Los vecinos no podían conciliar el sueño, y muchos de ellos tendrían que acudir al trabajo por la mañana temprano. Los horarios de los nuevos inquilinos no compatibilizaban con la comunidad próxima a la discoteca. Una llamada a la Guardia Civil en torno a las dos de la madrugada concluyó con el malestar acumulado. Los ruidos cesaron y la tranquilidad volvió a envolver la Ventoeira.
Ante toda falta de entendimiento, se ha de tomar una decisión, y la familia decidió seguir su camino hacia otro lugar, aunque parecían ya habituados a su más que curioso hospedaje. Tan a gusto, que se llevaron las puertas, ante el enfado del propietario, que denunció su desaparición a la Guardia Civil.

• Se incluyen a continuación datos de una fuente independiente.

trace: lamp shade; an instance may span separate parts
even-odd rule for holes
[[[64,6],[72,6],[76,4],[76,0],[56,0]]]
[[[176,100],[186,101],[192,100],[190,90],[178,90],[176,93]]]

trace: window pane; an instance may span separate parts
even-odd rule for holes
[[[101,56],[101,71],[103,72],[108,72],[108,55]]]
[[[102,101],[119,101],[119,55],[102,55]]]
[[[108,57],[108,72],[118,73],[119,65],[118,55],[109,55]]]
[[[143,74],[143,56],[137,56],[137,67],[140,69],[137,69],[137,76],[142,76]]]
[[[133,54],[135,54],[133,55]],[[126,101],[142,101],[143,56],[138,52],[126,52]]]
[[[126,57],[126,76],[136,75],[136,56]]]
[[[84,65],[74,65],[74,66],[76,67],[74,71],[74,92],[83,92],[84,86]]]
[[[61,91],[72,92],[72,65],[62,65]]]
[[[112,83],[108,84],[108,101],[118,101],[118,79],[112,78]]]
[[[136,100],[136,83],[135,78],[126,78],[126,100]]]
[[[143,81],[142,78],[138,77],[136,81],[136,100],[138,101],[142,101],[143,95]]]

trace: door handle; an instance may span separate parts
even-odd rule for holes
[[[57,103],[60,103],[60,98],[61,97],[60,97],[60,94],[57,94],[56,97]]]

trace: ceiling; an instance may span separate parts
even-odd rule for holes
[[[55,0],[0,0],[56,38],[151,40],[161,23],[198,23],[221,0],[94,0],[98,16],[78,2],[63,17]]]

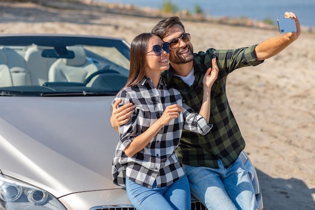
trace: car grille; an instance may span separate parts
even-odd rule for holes
[[[192,200],[191,210],[207,210],[204,205],[198,201]],[[99,206],[91,208],[90,210],[136,210],[132,206]]]

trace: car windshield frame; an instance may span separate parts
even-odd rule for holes
[[[47,80],[42,79],[38,84],[34,84],[32,82],[24,83],[23,80],[26,81],[28,78],[23,78],[22,80],[21,77],[28,77],[30,78],[28,81],[33,81],[32,77],[36,76],[31,72],[42,71],[41,68],[36,71],[32,69],[36,68],[34,66],[36,66],[36,62],[28,63],[29,60],[25,58],[25,54],[27,52],[23,51],[26,51],[29,48],[34,47],[34,46],[42,48],[41,49],[41,57],[43,60],[45,59],[43,62],[47,62],[46,60],[53,58],[59,61],[62,60],[66,63],[65,65],[61,65],[62,67],[58,66],[60,69],[57,71],[61,72],[58,74],[65,75],[65,71],[69,72],[69,69],[72,68],[74,71],[71,70],[72,72],[69,73],[72,75],[71,77],[77,73],[80,73],[83,75],[82,77],[84,77],[78,79],[76,78],[78,77],[74,75],[73,79],[66,76],[64,78],[66,79],[62,80],[55,78],[51,79],[50,75],[52,73],[48,73],[48,72],[51,71],[50,68],[53,66],[51,64],[42,70],[47,72],[45,72],[45,74],[49,75],[47,77]],[[77,46],[80,47],[82,52],[80,51],[78,53],[73,51],[72,49],[78,48]],[[128,78],[130,65],[130,44],[123,39],[106,36],[44,34],[0,35],[0,53],[4,54],[5,57],[5,58],[2,59],[0,54],[0,93],[2,93],[0,96],[115,95],[124,86]],[[81,48],[83,49],[81,49]],[[11,54],[6,54],[7,51],[10,51],[8,49],[11,50]],[[110,49],[111,51],[109,51],[106,54],[105,51],[108,49]],[[17,53],[18,50],[20,51]],[[4,51],[4,53],[2,51]],[[78,64],[75,63],[68,67],[67,63],[74,63],[74,59],[77,59],[76,57],[82,55],[80,53],[84,54],[86,62],[79,60],[79,62],[83,63]],[[23,67],[16,66],[14,60],[15,58],[10,57],[13,54],[19,54],[19,59],[20,57],[24,57],[25,60],[22,60],[20,63],[25,63],[25,67],[24,66]],[[78,55],[77,56],[77,54]],[[8,57],[12,60],[10,61]],[[117,60],[115,60],[115,59],[117,59]],[[121,60],[122,61],[120,63]],[[91,63],[88,63],[88,61]],[[61,61],[59,62],[62,63]],[[32,67],[29,67],[29,64]],[[93,70],[88,69],[90,66],[94,68]],[[4,78],[5,74],[4,73],[5,71],[3,70],[3,74],[1,74],[3,67],[9,69],[7,75],[11,75],[12,85],[2,84],[2,81],[6,81]],[[85,70],[88,72],[86,74],[80,72],[83,71],[83,68],[88,69]],[[21,68],[23,69],[20,70]],[[75,70],[76,68],[79,70]],[[21,71],[21,73],[18,73],[19,75],[17,74],[19,71]],[[92,78],[89,77],[91,75],[93,75]],[[110,77],[110,79],[107,79]],[[15,80],[19,80],[19,83],[16,83]],[[20,81],[23,82],[20,82]],[[106,83],[111,84],[107,85],[105,84]],[[94,85],[96,83],[97,84]],[[93,94],[90,94],[89,93]]]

La discoteca que había visto crecer a toda una generación se quedaba desnuda. Abierta en el año 1976, esta sala de baile fue el lugar de encuentro de la juventud vilalbesa durante años. Probablemente, la Pay Pay haya visto iniciar con sus ojos alguna que otra relación, desengaños y bailes descontrolados. Pero no solo eso, en el mismo lugar donde los papás de Vilalba se divertían, sus hijos desfilaban años después en cada fiesta de carnaval. Sin duda alguna, la discoteca enmarca muchos recuerdos de vilalbeses.
Quién iba a pensar que un lugar que se rememora con especial nostalgia iba a acarrear algún problema. Pero ya se sabe, quien tenga buen asiento, no haga movimiento.